Tris scowled at her again. “As ye intimated last night.”
Or two weeks ago. She wasn’t about to get into that yet.
“Everything ye told me has been a lie.”
“Actually, there was a lot of truth in what I said.”
His body went rigid and disbelief was written in his high brows and loose jaw. She followed him as he circled the vehicle, glad there was some distraction for him to focus on and to help solidify the reality of time travel in his mind.
“My name, where I grew up and all the things I told you about my family are true.”

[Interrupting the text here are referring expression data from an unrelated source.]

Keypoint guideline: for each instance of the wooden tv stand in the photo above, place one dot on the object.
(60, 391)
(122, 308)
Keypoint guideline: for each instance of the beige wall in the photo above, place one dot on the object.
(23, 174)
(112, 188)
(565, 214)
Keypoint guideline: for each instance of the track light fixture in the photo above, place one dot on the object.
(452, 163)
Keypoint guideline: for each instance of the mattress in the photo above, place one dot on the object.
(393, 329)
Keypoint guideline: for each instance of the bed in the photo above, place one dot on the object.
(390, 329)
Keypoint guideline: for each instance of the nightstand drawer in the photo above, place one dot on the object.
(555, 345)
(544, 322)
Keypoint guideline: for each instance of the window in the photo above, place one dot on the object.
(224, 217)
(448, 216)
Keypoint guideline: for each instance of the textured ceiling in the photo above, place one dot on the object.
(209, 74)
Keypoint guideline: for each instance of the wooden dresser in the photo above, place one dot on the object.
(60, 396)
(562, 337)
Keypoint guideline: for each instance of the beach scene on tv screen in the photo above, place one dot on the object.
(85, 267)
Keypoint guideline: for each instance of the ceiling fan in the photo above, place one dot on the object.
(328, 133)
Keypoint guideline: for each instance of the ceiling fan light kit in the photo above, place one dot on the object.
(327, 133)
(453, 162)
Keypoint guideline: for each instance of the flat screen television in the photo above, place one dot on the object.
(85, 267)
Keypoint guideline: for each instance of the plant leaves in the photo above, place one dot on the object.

Dropping to his haunches, he studied the tires. He was ignoring her. Was he angry or trying to process what he heard and saw? The cold shoulder was beginning to worry her. It might all be too much for him. It had been a lot for her to process, as well, and she’d had Robert Zemeckis’s cinematic masterpiece to ease the way. Bill and Ted to prep her, even if the whole thing had ended up like a backwards Terminator with Wyndom as antagonist.
There was a very real possibility that Tris wouldn’t be able to accept all this, or her. She could lose him.
She was going to lose him anyway, Brontë reminded herself. Did it really matter how?
Tris moved around the rear of the car and she hugged her shoulders to ward off the chill. Or was it to contain the ache in her heart? He ran his fingers along the latch to the boot and the hatch lifted into the air.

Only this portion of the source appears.